By: KmT29 | Location: England
Image Credit: sxc.hu
Hi guys... I'm kinda new to this website so please bare with me... I needed to put this out there, for my own sanity if nothing else. I think this is an appropriate place - because it's to do with my best friend who died last Summer.
A bit of back story.
My best friend of 15 years, Matthew, he died really suddenly and quite violently. He had suffered from mental health issues for quite some time, but ironically it wasn't that what killed him. A freak accident caused him to fall from his flat window and he suffered pretty severe head trauma. His parents decided to turn his life support off a day later as he would never recover, and that was the end of it.
It's taken me a long time to come to terms with it all, because I was the last person he spoke to.
Growing up we always said whichever one of us died first, we would come back and haunt the other. And at first I was angry with him, because I just didn't 'feel' him around, it was like he was just gone, like he never existed. And I've always been one to believe that when you die, you go 'somewhere', a person like him just couldn't disappear into nothing, you know?
So I guess you could say in some ways I've been looking for it, or reading into things,because I desperately miss him. However recently I read up about something called "Automatic writing", which is basically calling out to whomever be there, explaining your intentions, that you want to try to talk through pen and paper, closing your eyes, holding the pen, maybe try to meditate whilst thinking of that person, and seeing what happens.

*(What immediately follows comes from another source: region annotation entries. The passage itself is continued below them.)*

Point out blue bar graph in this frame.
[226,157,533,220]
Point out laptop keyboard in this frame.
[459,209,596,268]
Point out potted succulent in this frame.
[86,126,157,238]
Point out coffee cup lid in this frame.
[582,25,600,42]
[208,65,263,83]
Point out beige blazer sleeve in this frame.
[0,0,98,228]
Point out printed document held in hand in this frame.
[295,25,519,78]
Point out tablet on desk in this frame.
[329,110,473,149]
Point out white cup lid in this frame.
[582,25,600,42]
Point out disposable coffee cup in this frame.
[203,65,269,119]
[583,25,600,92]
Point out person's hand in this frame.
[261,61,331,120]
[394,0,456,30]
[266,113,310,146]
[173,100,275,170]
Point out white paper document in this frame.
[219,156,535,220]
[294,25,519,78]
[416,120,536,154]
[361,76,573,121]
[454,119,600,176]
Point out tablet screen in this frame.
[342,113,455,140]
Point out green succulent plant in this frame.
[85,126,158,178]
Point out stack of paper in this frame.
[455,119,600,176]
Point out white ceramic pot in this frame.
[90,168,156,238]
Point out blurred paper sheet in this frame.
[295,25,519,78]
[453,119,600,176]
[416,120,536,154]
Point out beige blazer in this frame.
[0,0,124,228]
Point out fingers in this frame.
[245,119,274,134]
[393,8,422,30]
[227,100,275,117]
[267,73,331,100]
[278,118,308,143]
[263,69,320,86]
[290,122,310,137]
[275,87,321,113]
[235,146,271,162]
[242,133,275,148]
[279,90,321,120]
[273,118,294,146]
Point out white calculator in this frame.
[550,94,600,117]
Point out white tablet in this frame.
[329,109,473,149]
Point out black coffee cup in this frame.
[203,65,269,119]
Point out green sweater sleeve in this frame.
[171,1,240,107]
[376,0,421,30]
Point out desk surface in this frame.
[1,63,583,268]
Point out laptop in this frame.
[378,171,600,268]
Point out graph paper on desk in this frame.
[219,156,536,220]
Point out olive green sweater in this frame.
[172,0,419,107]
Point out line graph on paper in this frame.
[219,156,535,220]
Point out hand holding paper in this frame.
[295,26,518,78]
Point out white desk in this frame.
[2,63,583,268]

Today I finally plucked up the courage to try, I played some of his favorite music, sat on my bed and told him my intentions. I immediately went absolutely freezing cold, and in my mind I could see him, smiling, brushing my hair behind my ear. I could feel his fingers, and his breath. I began to cry, because I wished it was real. After what felt like hours but in reality was only 5 minutes, I opened my eyes and found that I had written something on my notepad "through" him. Or him through me?
Once I can figure out how to upload photos I will post it, but it looks to me like he wrote 'Love', or 'Leave' ?
I know how crazy this sounds.... I feel bonkers just writing it down. But it felt so real. Was it really him or just grief? Can anybody relate?